Is there an analytical way to get average energy of a Fermi-Dirac gas?

[seflyer]

The average particle energy of a Fermi-Dirac gas, with zero chemical potential, is about 3.15T, where T is the temperture of this gas. To get the average energy, one needs to do an integration. The integrand is something like
\frac{x^3}{e^{x/k_BT}+1}.

I could get the result numerically. But is there a way to do it analytically? Thanks.

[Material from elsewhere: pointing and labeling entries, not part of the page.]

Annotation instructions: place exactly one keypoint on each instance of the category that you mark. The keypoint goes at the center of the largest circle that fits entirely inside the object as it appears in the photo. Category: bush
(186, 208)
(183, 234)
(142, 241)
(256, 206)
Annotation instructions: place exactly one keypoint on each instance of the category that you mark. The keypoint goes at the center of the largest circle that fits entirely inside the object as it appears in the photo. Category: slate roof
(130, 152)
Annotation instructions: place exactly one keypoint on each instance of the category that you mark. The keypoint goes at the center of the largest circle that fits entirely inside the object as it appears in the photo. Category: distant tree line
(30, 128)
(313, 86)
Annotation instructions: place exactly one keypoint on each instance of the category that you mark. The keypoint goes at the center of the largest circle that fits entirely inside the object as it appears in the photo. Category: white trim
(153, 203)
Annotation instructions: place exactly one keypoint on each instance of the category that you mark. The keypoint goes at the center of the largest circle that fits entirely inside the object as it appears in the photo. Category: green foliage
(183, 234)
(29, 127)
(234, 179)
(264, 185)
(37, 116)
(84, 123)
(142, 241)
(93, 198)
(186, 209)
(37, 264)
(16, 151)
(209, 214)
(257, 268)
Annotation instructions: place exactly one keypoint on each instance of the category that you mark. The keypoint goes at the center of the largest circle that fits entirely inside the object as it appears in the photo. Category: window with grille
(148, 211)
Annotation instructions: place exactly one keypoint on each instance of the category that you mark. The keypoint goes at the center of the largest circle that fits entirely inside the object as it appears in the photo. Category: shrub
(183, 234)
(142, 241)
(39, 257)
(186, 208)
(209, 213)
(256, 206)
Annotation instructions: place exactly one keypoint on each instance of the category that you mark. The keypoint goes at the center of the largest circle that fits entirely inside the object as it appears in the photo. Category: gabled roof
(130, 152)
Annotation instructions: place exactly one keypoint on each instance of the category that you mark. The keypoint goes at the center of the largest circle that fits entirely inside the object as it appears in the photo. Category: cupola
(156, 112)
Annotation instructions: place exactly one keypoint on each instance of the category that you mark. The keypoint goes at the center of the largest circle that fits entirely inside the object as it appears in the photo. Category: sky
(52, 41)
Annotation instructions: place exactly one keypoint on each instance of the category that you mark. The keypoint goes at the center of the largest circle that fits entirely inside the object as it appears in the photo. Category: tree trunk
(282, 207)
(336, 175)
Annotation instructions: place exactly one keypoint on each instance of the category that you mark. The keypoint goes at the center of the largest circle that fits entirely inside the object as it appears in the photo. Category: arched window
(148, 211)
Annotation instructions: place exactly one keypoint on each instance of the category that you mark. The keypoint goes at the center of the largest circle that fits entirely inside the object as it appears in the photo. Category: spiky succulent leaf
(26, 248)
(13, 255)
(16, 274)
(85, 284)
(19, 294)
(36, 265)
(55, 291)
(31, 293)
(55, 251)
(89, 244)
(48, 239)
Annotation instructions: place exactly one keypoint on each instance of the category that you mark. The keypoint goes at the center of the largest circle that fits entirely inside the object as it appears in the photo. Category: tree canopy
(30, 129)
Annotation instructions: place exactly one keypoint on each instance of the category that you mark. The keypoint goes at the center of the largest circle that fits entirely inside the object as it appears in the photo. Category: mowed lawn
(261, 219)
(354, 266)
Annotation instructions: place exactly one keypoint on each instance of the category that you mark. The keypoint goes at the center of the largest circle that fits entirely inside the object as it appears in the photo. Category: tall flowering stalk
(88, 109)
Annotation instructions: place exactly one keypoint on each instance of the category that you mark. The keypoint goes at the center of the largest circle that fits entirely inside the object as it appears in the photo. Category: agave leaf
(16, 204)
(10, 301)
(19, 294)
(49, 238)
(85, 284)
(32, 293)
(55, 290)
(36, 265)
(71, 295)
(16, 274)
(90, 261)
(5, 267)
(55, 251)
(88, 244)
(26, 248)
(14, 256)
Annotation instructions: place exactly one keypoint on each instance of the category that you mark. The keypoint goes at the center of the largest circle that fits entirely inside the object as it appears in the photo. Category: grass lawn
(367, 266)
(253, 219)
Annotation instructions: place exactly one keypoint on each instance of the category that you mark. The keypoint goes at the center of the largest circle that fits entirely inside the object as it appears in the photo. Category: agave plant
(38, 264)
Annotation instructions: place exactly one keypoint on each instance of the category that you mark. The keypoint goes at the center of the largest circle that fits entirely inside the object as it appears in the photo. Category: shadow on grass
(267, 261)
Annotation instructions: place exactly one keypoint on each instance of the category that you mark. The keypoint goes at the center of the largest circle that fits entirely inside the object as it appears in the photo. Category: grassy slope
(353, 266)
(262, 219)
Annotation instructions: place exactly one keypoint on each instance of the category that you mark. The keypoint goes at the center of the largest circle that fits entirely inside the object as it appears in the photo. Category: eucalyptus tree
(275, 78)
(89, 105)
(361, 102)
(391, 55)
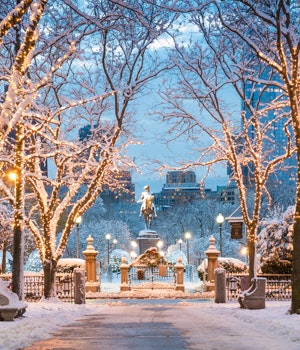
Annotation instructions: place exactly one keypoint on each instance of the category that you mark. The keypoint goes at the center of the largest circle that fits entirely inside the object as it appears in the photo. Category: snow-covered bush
(275, 243)
(172, 257)
(231, 265)
(115, 259)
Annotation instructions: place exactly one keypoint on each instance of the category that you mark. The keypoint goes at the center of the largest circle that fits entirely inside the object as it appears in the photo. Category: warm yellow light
(220, 219)
(187, 235)
(160, 243)
(78, 220)
(12, 176)
(244, 251)
(133, 244)
(133, 254)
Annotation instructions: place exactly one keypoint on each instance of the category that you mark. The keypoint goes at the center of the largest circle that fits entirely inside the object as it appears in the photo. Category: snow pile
(43, 318)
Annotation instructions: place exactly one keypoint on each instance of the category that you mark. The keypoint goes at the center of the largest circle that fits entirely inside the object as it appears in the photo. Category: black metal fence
(34, 286)
(152, 277)
(278, 287)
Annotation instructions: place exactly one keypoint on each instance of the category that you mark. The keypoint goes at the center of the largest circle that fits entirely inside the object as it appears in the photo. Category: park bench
(255, 297)
(10, 305)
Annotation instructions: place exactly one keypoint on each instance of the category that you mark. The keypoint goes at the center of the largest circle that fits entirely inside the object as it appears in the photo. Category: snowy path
(173, 326)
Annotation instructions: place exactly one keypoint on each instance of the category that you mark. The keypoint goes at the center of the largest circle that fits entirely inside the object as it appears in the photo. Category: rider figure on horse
(147, 201)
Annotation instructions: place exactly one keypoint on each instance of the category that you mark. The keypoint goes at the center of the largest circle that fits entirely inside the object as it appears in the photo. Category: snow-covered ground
(42, 318)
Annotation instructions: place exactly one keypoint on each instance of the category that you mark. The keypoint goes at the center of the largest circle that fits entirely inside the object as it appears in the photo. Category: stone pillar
(212, 256)
(179, 275)
(91, 285)
(124, 276)
(79, 286)
(220, 279)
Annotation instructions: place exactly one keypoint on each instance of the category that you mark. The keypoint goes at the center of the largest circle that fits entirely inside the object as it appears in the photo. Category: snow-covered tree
(253, 45)
(89, 64)
(275, 242)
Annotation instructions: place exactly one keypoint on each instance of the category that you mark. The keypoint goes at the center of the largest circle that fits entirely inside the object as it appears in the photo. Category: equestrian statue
(147, 207)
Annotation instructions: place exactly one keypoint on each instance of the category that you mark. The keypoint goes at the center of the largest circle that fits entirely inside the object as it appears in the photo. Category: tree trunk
(252, 256)
(49, 267)
(295, 307)
(3, 263)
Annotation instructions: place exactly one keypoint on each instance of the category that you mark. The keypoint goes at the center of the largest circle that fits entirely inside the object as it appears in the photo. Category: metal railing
(278, 287)
(152, 277)
(34, 286)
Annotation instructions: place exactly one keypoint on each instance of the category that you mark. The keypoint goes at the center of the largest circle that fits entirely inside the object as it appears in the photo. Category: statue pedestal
(147, 239)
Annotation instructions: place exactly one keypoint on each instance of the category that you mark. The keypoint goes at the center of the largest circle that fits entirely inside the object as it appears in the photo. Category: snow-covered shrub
(275, 244)
(33, 263)
(231, 265)
(115, 259)
(172, 257)
(69, 264)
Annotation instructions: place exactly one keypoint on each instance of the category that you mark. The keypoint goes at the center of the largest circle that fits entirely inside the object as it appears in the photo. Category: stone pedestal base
(92, 287)
(147, 239)
(209, 286)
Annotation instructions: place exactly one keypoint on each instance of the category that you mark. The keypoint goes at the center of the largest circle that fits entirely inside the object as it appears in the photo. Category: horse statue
(147, 208)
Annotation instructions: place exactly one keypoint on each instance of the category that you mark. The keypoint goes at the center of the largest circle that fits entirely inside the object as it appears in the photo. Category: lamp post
(160, 244)
(220, 219)
(78, 221)
(188, 237)
(179, 242)
(108, 237)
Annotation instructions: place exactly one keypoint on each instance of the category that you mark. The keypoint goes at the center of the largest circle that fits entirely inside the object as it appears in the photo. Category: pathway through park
(160, 324)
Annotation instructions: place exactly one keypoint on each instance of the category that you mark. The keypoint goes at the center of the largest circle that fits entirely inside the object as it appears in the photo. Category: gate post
(90, 253)
(220, 291)
(179, 276)
(79, 286)
(124, 276)
(212, 258)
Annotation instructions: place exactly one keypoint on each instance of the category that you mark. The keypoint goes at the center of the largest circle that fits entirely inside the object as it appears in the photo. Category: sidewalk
(111, 290)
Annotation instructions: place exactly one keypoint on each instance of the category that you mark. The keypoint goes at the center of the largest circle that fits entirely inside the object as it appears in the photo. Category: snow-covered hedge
(231, 265)
(275, 243)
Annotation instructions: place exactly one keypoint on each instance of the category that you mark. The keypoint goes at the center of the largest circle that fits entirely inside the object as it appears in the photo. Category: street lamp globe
(220, 219)
(187, 235)
(78, 220)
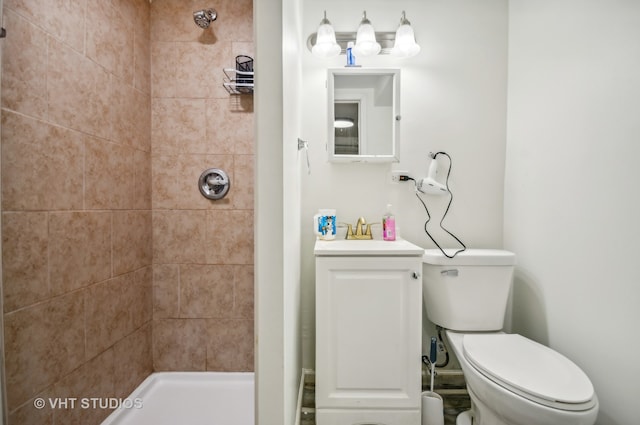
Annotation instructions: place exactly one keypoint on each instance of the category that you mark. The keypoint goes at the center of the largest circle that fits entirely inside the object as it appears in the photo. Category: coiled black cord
(464, 247)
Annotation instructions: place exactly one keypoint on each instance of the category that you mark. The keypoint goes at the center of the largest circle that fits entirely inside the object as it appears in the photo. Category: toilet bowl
(515, 381)
(511, 380)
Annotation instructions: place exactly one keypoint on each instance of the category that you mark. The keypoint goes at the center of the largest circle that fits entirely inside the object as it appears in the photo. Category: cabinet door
(368, 332)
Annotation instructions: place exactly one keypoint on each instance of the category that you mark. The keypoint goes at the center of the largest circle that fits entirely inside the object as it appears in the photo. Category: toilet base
(464, 418)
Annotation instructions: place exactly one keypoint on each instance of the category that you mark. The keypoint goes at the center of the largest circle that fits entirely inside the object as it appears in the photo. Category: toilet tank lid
(470, 257)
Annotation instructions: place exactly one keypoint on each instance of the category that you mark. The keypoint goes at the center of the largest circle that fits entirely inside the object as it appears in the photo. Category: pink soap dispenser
(389, 225)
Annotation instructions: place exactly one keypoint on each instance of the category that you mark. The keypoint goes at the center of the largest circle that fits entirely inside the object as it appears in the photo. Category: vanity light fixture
(366, 44)
(343, 122)
(326, 45)
(405, 45)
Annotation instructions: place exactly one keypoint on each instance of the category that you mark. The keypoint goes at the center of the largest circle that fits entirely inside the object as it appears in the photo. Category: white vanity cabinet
(368, 332)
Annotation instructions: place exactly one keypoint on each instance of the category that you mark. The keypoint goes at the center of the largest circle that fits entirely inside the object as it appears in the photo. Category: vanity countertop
(366, 248)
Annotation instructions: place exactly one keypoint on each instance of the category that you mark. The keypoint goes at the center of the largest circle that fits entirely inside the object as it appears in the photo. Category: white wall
(453, 99)
(572, 195)
(277, 212)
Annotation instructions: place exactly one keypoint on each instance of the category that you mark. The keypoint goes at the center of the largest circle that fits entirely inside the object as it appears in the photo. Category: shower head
(204, 17)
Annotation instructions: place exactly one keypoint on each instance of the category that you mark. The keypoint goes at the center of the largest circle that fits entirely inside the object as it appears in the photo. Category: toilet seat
(529, 369)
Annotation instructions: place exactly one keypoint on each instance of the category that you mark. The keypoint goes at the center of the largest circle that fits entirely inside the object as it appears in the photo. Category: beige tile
(92, 380)
(164, 181)
(179, 126)
(110, 39)
(42, 344)
(25, 244)
(142, 60)
(206, 291)
(141, 294)
(184, 70)
(166, 291)
(229, 125)
(179, 344)
(133, 360)
(79, 249)
(230, 345)
(132, 247)
(24, 83)
(242, 195)
(64, 19)
(131, 116)
(41, 165)
(237, 24)
(229, 237)
(109, 176)
(115, 308)
(243, 292)
(172, 20)
(79, 91)
(179, 236)
(27, 414)
(142, 189)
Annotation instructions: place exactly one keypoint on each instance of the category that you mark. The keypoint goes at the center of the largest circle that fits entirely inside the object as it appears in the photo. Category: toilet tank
(468, 292)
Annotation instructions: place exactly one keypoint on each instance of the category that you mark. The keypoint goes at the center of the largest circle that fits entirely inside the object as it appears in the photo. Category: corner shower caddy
(240, 79)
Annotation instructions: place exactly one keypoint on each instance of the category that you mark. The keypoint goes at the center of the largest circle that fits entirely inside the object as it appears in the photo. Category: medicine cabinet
(363, 114)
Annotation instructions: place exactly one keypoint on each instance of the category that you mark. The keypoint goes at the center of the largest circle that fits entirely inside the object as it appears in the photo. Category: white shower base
(194, 398)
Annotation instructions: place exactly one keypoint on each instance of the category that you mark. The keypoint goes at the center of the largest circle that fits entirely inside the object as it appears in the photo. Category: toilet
(511, 380)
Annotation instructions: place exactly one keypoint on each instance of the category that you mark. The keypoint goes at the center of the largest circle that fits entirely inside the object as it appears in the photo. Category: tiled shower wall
(202, 249)
(76, 204)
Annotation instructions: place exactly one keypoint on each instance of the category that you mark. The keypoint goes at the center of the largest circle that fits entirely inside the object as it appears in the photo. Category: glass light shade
(405, 45)
(366, 44)
(326, 45)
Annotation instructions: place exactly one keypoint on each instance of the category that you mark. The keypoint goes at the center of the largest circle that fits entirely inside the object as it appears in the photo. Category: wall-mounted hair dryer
(429, 184)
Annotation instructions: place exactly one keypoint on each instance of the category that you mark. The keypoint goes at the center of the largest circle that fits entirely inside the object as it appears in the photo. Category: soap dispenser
(389, 225)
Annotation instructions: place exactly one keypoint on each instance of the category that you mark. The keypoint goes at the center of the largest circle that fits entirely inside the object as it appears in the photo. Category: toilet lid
(530, 369)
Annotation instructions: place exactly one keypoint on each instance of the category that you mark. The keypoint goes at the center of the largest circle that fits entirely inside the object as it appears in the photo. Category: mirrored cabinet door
(363, 115)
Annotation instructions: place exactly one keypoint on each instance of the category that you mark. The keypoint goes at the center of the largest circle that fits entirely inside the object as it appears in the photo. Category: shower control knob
(214, 184)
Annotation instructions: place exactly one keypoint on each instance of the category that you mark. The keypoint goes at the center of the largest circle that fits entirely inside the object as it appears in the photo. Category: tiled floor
(450, 385)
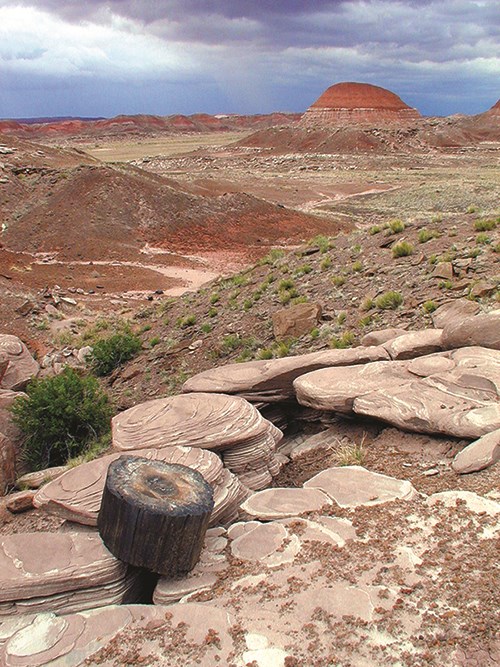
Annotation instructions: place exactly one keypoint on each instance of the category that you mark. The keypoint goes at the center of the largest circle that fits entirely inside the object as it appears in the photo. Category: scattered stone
(382, 336)
(281, 503)
(226, 424)
(296, 321)
(272, 380)
(458, 309)
(76, 495)
(22, 367)
(62, 572)
(482, 330)
(352, 486)
(479, 455)
(415, 344)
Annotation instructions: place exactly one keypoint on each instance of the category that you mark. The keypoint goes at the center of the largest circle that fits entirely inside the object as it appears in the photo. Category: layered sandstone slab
(454, 393)
(21, 366)
(76, 495)
(352, 486)
(63, 572)
(272, 380)
(47, 639)
(351, 103)
(226, 424)
(282, 503)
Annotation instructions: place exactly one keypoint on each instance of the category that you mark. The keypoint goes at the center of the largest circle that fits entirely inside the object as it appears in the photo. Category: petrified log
(155, 514)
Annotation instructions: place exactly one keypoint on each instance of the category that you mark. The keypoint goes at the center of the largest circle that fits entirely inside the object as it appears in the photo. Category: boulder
(482, 330)
(458, 309)
(76, 495)
(382, 336)
(226, 424)
(272, 380)
(21, 367)
(479, 454)
(415, 344)
(62, 572)
(295, 321)
(353, 486)
(281, 503)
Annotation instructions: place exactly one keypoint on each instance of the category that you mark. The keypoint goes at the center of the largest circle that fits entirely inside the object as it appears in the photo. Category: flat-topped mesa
(360, 104)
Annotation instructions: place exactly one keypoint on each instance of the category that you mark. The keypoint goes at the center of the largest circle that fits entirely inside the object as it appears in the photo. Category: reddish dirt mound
(360, 103)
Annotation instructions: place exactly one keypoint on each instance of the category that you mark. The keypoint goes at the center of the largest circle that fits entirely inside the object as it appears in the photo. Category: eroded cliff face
(360, 104)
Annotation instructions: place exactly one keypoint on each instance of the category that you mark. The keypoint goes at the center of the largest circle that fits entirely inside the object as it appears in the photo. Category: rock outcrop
(360, 104)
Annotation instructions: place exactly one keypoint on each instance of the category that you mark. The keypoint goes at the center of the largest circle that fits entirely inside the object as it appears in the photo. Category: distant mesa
(358, 103)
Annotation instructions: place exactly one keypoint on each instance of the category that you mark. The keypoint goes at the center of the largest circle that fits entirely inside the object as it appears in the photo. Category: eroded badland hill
(317, 310)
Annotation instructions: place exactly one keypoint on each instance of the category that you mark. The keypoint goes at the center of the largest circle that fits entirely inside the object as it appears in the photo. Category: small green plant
(425, 235)
(403, 249)
(60, 417)
(389, 300)
(396, 226)
(109, 353)
(343, 341)
(303, 270)
(186, 321)
(338, 281)
(484, 225)
(323, 242)
(368, 304)
(429, 306)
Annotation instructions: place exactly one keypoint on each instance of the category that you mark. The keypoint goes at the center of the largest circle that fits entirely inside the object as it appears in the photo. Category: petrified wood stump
(155, 514)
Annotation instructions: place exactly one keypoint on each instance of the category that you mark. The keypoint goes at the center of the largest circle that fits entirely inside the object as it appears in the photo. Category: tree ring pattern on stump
(159, 486)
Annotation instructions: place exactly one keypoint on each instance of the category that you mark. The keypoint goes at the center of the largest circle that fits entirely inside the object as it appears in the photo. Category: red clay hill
(360, 104)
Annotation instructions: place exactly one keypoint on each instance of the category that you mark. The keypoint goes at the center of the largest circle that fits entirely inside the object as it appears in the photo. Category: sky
(95, 58)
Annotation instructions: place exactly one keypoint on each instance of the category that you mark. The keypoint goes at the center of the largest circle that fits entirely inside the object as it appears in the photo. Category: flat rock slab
(459, 396)
(482, 330)
(353, 486)
(21, 366)
(76, 495)
(479, 455)
(227, 424)
(415, 344)
(272, 380)
(59, 571)
(73, 639)
(283, 502)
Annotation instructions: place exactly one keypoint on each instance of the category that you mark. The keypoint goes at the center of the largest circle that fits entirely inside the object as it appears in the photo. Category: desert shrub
(389, 300)
(60, 418)
(403, 249)
(425, 235)
(429, 306)
(109, 353)
(484, 225)
(396, 226)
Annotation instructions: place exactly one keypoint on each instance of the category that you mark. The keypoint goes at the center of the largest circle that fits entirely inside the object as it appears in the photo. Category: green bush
(109, 353)
(403, 249)
(61, 417)
(389, 300)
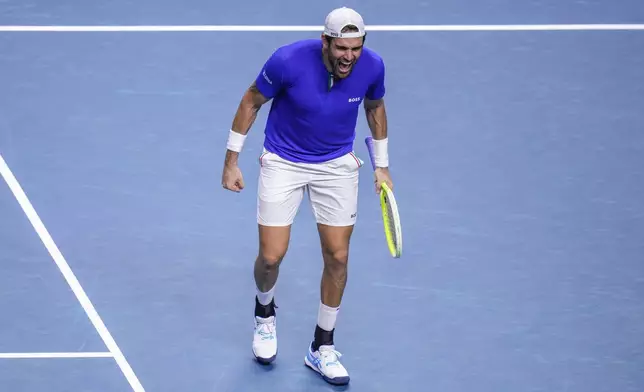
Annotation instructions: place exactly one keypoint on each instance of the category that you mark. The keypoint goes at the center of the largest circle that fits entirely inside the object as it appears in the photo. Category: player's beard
(338, 71)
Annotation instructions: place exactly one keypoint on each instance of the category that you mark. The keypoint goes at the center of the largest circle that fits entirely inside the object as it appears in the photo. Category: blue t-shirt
(308, 122)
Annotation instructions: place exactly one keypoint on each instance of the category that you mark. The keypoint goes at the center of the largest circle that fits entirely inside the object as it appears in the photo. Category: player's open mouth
(344, 66)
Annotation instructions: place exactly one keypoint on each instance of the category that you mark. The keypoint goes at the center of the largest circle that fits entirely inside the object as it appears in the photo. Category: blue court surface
(518, 164)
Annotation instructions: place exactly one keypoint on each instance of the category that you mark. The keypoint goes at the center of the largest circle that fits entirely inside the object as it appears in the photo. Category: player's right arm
(267, 84)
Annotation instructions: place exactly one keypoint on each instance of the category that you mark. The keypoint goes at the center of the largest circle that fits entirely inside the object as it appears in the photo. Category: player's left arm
(374, 105)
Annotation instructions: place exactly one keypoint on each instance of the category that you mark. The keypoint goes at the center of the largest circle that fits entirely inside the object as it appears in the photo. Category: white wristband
(235, 141)
(380, 152)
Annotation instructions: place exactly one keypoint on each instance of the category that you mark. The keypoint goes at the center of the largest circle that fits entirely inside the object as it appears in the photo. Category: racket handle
(369, 142)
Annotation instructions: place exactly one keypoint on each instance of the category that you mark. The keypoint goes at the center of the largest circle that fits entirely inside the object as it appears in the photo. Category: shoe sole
(332, 381)
(265, 361)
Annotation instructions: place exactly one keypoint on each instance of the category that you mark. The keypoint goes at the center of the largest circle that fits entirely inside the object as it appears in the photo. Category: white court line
(62, 264)
(243, 28)
(54, 355)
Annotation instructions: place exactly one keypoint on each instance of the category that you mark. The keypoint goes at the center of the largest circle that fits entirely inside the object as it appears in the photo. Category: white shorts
(332, 187)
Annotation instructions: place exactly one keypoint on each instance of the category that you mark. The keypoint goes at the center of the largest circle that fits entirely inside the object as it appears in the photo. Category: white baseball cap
(340, 18)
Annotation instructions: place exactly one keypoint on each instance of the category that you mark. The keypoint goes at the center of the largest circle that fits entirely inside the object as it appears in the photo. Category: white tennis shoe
(326, 361)
(265, 339)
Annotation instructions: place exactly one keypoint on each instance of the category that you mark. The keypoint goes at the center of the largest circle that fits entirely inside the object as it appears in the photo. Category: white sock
(267, 297)
(327, 317)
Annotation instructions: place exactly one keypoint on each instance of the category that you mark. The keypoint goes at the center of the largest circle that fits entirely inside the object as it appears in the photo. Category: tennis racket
(390, 217)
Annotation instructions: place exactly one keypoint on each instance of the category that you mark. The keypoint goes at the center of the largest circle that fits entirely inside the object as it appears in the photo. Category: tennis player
(317, 87)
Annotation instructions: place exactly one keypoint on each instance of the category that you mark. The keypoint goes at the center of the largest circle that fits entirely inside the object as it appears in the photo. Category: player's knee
(270, 260)
(337, 258)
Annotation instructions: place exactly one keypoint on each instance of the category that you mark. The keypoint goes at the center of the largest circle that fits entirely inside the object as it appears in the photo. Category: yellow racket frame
(387, 197)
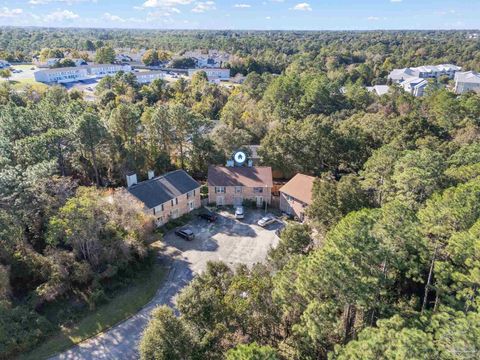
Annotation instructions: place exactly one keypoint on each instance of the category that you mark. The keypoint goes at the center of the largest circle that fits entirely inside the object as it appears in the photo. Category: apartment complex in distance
(168, 196)
(145, 77)
(414, 80)
(424, 72)
(467, 81)
(72, 74)
(213, 74)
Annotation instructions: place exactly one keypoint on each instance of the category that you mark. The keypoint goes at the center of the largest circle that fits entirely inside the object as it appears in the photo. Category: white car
(266, 220)
(239, 212)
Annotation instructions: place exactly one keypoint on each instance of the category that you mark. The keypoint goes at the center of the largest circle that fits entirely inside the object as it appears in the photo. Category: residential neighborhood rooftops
(300, 187)
(256, 176)
(163, 188)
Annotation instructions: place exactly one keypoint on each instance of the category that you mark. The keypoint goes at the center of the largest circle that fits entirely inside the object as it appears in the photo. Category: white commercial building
(212, 74)
(467, 81)
(72, 74)
(146, 77)
(415, 86)
(424, 72)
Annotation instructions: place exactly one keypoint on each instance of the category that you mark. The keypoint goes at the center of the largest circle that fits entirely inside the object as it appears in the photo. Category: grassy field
(124, 305)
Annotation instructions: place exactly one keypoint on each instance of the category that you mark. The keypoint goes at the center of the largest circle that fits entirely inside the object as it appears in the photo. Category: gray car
(267, 220)
(185, 233)
(239, 212)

[updated] Sorry. The expression is corrected now. So basically I would like to know whether the following can be integrated analytically:

\int_0^\infty \frac{x^3}{e^{x/k_BT}+1} dx

 

[CompuChip]

Erm, it's been a while since I have done thermal physics, so correct me if I'm wrong, but I think
$$\langle E \rangle = \int \varepsilon f(\varepsilon) g(\varepsilon) \, \mathrm d\varepsilon$$
where
$$f(\varepsilon) = \frac{1}{e^{E/k_B T} + 1}$$

I'm not sure what g is anymore, I just Googled and found $g(\varepsilon) \propto \varepsilon^{1/2}$. This would give
$$\langle E \rangle = \int \frac{\varepsilon^{3/2}}{\exp(\varepsilon / k_B T) + 1} \, \mathrm d\varepsilon$$
which is like your expression but with $x = E = \varepsilon$.

In short, I'm not sure you have posted the correct integral so maybe you can post the exact integral you are trying to do.

 

[seflyer]

Erm, it's been a while since I have done thermal physics, so correct me if I'm wrong, but I think
$$\langle E \rangle = \int \varepsilon f(\varepsilon) g(\varepsilon) \, \mathrm d\varepsilon$$
where
$$f(\varepsilon) = \frac{1}{e^{E/k_B T} + 1}$$

I'm not sure what g is anymore, I just Googled and found $g(\varepsilon) \propto \varepsilon^{1/2}$. This would give
$$\langle E \rangle = \int \frac{\varepsilon^{3/2}}{\exp(\varepsilon / k_B T) + 1} \, \mathrm d\varepsilon$$
which is like your expression but with $x = E = \varepsilon$.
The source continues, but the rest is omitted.